E conjunto de proposiciones la elaboró una Comisión de Propuestas Programáticas de la Mesa de la Unidad Democrática, y por su contenido podría ser suscrito por todos aquellos demócratas que, sin distingo de ideologías o de militancia política, aspiren a la construcción de una sociedad civilizada, tolerante, en permanente diálogo, respetuosa de los derechos ciudadanos establecidos en la Constitución Nacional vigente.
La sociedad venezolana debería realizar un debate en los medios de comunicación social, acerca del contenido de las mismas propuestas y de todos los temas que a juicio de ciudadanos de todos los niveles sociales, deben formar parte del intercambio no sólo de ideas abstractas y generales, sino también de las prioridades económicas y sociales que revelan los problemas más urgentes que confrontan todos los sectores la población.
En la Venezuela de hoy, para enfrentar al gobierno que pretende imponernos un pensamiento único, que de lograrlo nos llevaría a una dictadura, se requiere de una gran amplitud y firmeza para tomar iniciativas, defender y difundir propuestas democráticas como las expresadas por la Comisión de la Unidad Democrática.
. Las primeras conclusiones dadas a conocer por la Comisión de Propuestas Programáticas de la Mesa de la Unidad Democrática, tienen la virtud de ser muy concretas y coincidentes con las aspiraciones de millones de venezolanos que sufren los efectos de la recesión económica, de la inflación, la intolerancia, la inseguridad y el desempleo, provocados por un gobierno de ineptos que han despilfarrado miles de millones de dólares provenientes del petróleo.
El deber de votar es ahora insoslayable para elegir una Asamblea Nacional plural, que impida que Chávez continúe violando la Constitución Nacional vigente e investigue, por ejemplo, los responsables de la pérdida de miles de toneladas de alimentos que se han podrido en los puertos controlados por el PSUV y los cubanos, y toda la corrupción que prolifera en las más altas esferas del régimen.

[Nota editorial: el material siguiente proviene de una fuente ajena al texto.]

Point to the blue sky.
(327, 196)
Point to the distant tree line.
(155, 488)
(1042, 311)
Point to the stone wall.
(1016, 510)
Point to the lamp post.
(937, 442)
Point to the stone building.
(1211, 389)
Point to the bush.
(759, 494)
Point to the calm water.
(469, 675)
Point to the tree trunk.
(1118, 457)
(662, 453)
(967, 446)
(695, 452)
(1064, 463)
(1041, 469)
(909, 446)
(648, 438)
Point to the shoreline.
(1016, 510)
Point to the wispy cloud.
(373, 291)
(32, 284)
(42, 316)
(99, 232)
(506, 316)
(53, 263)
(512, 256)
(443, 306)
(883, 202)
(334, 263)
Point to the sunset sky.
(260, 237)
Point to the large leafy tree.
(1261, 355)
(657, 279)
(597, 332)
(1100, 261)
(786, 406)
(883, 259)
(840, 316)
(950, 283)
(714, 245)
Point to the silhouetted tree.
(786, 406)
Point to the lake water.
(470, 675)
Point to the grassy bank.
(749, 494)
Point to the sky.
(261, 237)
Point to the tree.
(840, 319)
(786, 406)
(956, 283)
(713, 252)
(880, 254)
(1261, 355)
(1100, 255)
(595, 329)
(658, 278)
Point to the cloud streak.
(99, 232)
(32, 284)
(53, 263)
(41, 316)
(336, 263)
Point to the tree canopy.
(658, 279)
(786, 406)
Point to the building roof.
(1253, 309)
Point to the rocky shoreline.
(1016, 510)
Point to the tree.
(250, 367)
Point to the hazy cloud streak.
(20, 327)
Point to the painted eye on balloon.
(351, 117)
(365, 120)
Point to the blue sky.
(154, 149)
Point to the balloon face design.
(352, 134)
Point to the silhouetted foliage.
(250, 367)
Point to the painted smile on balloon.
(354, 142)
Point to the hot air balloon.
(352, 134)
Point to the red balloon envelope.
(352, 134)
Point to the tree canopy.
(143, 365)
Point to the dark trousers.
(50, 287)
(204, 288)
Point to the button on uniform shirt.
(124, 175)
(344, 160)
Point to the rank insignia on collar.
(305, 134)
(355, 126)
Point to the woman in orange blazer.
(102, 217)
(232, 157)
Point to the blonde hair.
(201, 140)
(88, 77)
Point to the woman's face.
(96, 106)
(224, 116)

Los venezolanos que defendemos la democracia como sistema político y forma de vida civilizada, estamos obligados a agotar los mecanismos constitucionales para lograr una solución pacífica y democrática a la presente crisis económica y social que ha creado el gobierno chavista, cada día más próximo a un desbarrancadero.
De allí que la campaña electoral, aunque lleve el peso de los candidatos a diputados, también debe ser responsabilidad de todos los venezolanos con un mínimo grado de conciencia ciudadana, y muy particularmente de los dirigentes sociales, de los partidos políticos y de la sociedad civil, con algún ascendiente entre los habitantes de cada uno de los circuitos electorales. Y para que la victoria democrática contra la marcha totalitaria de Hugo Chávez y el grupo estalinistas y oportunistas que le sigue, sea producto de la sociedad en su conjunto, hay que salir a votar y a defender el voto, tal como lo establece y manda la Constitución Nacional vigente desde 1999.